Both sides can learn something from the sciences. A scientist judges his or her theories according to their explanatory power, and the social theorist should do the same. Since it seems likely that the only explanation that the social theorist can offer is a list of reasons for accepting his or her conclusions, that list of reasons must be the basis by which her proposals are judged.
At this point, one encounters the rationale behind intuitionist social theory. The scientist’s explanation is of empirical data. Hence, one may suppose the social theorist’s is of something similar. However, this is not the case. The social theorist is not a positive scientist. Rather, she is concerned with the most pressing normative question facing humanity: how we ought to interact. That is, her explanations, when successful, will ultimately affect society’s intuitions about morality and not simply reiterate them.

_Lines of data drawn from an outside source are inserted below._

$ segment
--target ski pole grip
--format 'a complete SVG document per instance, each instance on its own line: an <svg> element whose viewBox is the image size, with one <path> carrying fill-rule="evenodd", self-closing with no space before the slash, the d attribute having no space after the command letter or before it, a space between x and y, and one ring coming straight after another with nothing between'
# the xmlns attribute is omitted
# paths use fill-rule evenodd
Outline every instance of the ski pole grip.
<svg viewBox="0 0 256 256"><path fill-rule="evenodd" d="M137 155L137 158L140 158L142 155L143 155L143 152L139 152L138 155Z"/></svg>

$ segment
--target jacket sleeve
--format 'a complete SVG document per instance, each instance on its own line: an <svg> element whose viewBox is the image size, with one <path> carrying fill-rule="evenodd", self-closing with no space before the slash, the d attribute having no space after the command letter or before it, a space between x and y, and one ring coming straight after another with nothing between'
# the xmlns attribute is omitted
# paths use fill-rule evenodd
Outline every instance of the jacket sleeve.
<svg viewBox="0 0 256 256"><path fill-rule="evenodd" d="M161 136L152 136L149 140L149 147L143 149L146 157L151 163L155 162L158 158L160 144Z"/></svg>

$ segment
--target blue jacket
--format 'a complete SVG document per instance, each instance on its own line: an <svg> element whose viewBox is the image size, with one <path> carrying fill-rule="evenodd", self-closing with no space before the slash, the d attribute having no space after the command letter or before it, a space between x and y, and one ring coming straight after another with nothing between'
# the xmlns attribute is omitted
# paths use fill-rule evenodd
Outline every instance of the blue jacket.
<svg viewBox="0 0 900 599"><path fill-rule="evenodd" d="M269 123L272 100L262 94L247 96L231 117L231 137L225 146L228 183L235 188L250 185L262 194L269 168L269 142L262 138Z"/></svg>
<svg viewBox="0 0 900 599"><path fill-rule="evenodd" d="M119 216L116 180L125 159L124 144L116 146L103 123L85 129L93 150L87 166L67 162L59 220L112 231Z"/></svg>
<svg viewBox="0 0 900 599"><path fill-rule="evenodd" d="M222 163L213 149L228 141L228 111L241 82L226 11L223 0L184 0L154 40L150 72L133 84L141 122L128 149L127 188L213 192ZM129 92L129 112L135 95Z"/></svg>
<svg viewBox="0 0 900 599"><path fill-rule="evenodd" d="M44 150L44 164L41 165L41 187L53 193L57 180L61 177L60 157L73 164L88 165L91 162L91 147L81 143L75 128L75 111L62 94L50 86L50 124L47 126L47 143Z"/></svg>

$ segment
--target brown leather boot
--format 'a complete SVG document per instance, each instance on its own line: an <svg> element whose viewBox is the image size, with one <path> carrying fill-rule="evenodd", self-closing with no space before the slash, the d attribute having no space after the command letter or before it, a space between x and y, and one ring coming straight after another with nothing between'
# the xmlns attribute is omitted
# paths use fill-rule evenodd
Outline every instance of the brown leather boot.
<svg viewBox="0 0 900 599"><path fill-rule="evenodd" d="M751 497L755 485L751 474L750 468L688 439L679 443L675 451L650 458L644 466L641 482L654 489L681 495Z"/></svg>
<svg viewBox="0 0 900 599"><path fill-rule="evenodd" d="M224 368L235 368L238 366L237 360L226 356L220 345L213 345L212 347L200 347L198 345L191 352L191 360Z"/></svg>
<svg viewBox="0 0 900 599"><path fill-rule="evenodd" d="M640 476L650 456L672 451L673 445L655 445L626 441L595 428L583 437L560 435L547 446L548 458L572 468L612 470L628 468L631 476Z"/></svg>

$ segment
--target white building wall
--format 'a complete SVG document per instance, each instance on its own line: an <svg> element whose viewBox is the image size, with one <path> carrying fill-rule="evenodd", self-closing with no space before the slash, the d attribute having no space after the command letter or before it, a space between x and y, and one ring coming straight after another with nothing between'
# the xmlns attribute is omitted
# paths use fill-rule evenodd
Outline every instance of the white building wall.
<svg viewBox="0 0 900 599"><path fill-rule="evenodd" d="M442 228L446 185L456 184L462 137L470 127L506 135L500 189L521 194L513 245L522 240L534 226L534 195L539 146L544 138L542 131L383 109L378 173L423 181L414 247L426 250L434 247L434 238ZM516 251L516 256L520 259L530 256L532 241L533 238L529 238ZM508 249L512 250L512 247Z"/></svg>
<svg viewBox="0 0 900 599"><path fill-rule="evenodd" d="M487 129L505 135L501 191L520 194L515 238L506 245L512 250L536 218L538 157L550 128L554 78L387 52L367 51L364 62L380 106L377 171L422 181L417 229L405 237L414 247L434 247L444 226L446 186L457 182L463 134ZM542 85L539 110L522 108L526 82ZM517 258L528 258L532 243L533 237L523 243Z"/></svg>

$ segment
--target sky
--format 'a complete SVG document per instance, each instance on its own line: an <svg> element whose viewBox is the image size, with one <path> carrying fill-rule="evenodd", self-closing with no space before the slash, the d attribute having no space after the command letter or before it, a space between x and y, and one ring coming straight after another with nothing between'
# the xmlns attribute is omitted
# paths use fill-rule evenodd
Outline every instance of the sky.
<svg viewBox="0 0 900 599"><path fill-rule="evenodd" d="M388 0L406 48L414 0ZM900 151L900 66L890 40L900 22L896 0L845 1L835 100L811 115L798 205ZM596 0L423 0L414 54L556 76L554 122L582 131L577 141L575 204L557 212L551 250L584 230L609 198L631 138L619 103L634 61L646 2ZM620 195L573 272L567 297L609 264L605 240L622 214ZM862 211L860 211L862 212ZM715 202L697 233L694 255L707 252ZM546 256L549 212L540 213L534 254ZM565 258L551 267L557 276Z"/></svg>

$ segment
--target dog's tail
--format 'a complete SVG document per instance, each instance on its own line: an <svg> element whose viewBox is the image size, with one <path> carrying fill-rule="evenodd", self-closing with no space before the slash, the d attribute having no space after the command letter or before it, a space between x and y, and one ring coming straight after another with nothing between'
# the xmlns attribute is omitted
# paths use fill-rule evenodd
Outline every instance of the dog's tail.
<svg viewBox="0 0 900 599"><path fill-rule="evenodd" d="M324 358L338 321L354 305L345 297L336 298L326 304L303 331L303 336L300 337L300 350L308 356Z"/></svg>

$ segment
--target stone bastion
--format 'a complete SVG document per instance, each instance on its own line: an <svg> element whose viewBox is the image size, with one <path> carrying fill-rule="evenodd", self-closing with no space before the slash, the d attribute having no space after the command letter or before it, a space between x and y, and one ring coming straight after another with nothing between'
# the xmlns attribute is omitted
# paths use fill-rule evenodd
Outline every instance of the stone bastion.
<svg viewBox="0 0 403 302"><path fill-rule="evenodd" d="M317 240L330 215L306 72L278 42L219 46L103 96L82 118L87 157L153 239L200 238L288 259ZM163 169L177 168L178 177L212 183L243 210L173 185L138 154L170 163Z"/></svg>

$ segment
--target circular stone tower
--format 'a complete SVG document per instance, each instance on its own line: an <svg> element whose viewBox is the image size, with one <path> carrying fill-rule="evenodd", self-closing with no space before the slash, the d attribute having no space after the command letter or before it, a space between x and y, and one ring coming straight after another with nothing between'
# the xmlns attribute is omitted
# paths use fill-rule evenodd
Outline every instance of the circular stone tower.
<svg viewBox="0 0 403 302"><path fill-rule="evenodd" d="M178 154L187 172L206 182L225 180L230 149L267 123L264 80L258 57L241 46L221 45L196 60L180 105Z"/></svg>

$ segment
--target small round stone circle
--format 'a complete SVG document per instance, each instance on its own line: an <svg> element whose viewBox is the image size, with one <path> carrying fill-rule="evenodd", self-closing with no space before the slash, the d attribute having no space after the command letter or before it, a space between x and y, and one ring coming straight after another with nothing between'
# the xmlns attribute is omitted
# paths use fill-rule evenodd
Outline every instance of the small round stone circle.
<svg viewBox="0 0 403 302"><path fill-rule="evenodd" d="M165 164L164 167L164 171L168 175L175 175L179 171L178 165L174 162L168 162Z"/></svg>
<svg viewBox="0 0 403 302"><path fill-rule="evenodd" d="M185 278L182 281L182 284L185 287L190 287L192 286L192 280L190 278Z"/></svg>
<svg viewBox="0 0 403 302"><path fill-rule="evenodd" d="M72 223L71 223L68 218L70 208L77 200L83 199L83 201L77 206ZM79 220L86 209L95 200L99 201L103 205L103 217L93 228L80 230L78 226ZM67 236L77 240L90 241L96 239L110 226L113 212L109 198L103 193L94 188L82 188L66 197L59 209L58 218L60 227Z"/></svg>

Still, one may be wondering what sort of reasons can be given for a social theory’s conclusions. The very nature of reasons in this context seems to supply an answer to this question. A statement given by M is not a reason for N to do X, unless it motivates N to voluntarily perform X. Furthermore, a social theory’s scope of concern is, obviously, a society. Consequently, a statement is a reason to accept a social theory if and only if it motivates every member of a particular society to voluntarily act in accordance with its conclusions regarding human interaction.
This conception of social theory has the advantage of capturing many of the more appealing aspects of other conceptions of morality and social theory. First, it appeals to reason. Second, insofar as people take the consequences of following a social theory into account, this conception of social theory does, too. And lastly, the above discussion shows why impartiality seems to be so important in judging social theories.
I am sure that upon thoughtful reflection by many people, this method could yield many diverging social theories.
However, I find it likely that most of them would be some variation of a liberal Pareto principle. The Pareto Principle states: “A social state of affairs . is ‘efficient’ or ‘optimal’ if one cannot improve the situation of anyone in it without worsening the situation of someone else.” Additionally, a social state of affairs, B, is said to be Pareto superior to another, A, if B contains people who are better off than they were in A and no one in B is worse off than they were in A.
By a liberal version of this principle, I mean one that understands better and worse off in terms of the preferences of particular individuals as seen by those particular individuals. After all, those are the only preferences relevant to whether or not a statement is a reason to accept a social theory. Further examination of the Pareto principle will have to wait for another time, but its motivation is certainly clear given the above discussion regarding the method of the social theorist.